Update 2013-06-07: at the time that we wrote this post, we asked Google whether its Transparency Report included data about secret FISA court orders that would send data to the NSA. The response we received was extremely vague, but seemed to possibly be "no". In the wake of yesterday's revelations that the NSA was harvesting data from Microsoft, Yahoo!, Google, Facebook, AOL, PalTalk, Skype, Youtube and Apple, Google has now clearly confirmed that the numbers in its Transparency Report do not include the number of orders or targets for NSA surveillance.
In an unprecedented win for transparency, yesterday Google began publishing generalized information about the number of National Security Letters that the company received in the past year as well as the total number of user accounts affected by those requests. Of all the dangerous government surveillance powers that were expanded by the USA PATRIOT Act, the National Security Letter (NSL) power provided by five statutory provisions is one of the most frightening and invasive. These letters--the type served on communications service providers such as phone companies and ISPs and are authorized by 18 U.S.C. 2709--allow the FBI to secretly demand data about ordinary American citizens' private communications and Internet activity without any prior judicial review. To make matters worse, recipients of NSLs are subject to gag orders that forbid them from ever revealing the letters' existence to anyone.

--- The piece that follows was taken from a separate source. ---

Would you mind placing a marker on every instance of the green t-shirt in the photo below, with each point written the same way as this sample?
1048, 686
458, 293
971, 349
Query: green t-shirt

Google has led the way among large companies in providing transparency with respect to legal and law enforcement requests with its transparency report, but until now, it has always left NSL requests out of its tally of requests for user data, in part, presumably, due to concerns about the accompanying gag order. By including this data, even in a generalized way that only tells us that Google received somewhere between 0 and 999 NSLs in 2012, Google has helped to at least shed some limited light on the ways in which the US government uses these secretive demands for data about users.

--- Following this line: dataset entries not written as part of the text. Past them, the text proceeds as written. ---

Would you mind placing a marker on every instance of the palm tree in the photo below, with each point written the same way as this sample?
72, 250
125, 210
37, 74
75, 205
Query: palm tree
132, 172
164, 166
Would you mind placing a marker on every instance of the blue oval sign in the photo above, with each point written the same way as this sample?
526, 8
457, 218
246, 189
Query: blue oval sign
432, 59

By law, NSLs can only be used to obtain information “relevant” to certain national security investigations and only then to obtain transactional user data--subscriber data and information such as which user account is communicating with whom--rather than user-generated content such as emails. However, the NSL process suffers from an inherent lack of checks that would curb abuse, such as any kind of meaningful judicial review. The FBI's abuse of this power has been documented both by a series of Congressionally-mandated Department of Justice investigations and in documents obtained by EFF through a Freedom of Information Act request. Yet there are only a handful of lawsuits (including EFF's) challenging the FBI's underlying authority to issue such information demands, despite the hundreds of thousands of NSLs that have been issued over the past decade.

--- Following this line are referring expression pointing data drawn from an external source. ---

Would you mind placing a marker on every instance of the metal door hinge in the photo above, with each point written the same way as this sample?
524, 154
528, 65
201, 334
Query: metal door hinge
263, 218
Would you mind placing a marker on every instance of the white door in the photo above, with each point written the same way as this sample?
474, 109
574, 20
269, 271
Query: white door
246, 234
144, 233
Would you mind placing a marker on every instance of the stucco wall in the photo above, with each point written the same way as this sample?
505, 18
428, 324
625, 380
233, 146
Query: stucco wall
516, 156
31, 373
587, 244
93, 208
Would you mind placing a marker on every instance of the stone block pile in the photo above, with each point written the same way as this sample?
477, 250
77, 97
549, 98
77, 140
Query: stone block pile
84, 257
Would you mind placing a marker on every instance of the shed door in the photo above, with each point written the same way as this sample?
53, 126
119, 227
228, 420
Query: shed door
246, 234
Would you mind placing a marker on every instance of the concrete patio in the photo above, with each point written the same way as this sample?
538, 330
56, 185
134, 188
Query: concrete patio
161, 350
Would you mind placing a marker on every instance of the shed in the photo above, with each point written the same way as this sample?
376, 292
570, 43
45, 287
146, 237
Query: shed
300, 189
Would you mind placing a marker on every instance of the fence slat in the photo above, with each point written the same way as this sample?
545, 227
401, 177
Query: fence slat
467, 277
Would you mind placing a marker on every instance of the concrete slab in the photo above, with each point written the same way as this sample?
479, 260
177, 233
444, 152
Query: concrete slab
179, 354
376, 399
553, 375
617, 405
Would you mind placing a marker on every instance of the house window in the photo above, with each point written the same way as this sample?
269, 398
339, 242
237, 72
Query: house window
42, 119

While we continue to be in the dark about the full extent of how the law is being applied, this new data allays fears that NSLs are being used for sweeping access to large numbers of user accounts--at Google, at least. Indeed, though the numbers are rounded to the nearest thousand, there were under a thousand NSLs issued every year from 2009 to 2012, and the total number of user accounts targeted by the requests never exceeded 3,000 users per year, according to Google.
Serious concerns and questions remain about the use of NSLs. For one, this report only gives us a bit of insight into the scope of NSLs for Google, and we strongly believe that other companies should follow Google's lead where possible in order to give us a more complete picture. Second, the company has not released granular information about the nature of the data being requested, although Google assures us in the expanded FAQ that despite evidence of abuse--for an example, see page 66 of this report--the FBI "can't use NSLs to obtain anything else from Google, such as Gmail content, search queries, YouTube videos or user IP addresses."
Google's addition of NSLs to its transparency report is a big step forward for users who are unsure about what happens with their data. As the company stated in its announcement, “[o]ur users trust Google with a lot of very important data, whether it’s emails, photos, documents, posts or videos.” We are very glad to see Google working hard to maintain and build that trust, and hope that other companies follow suit.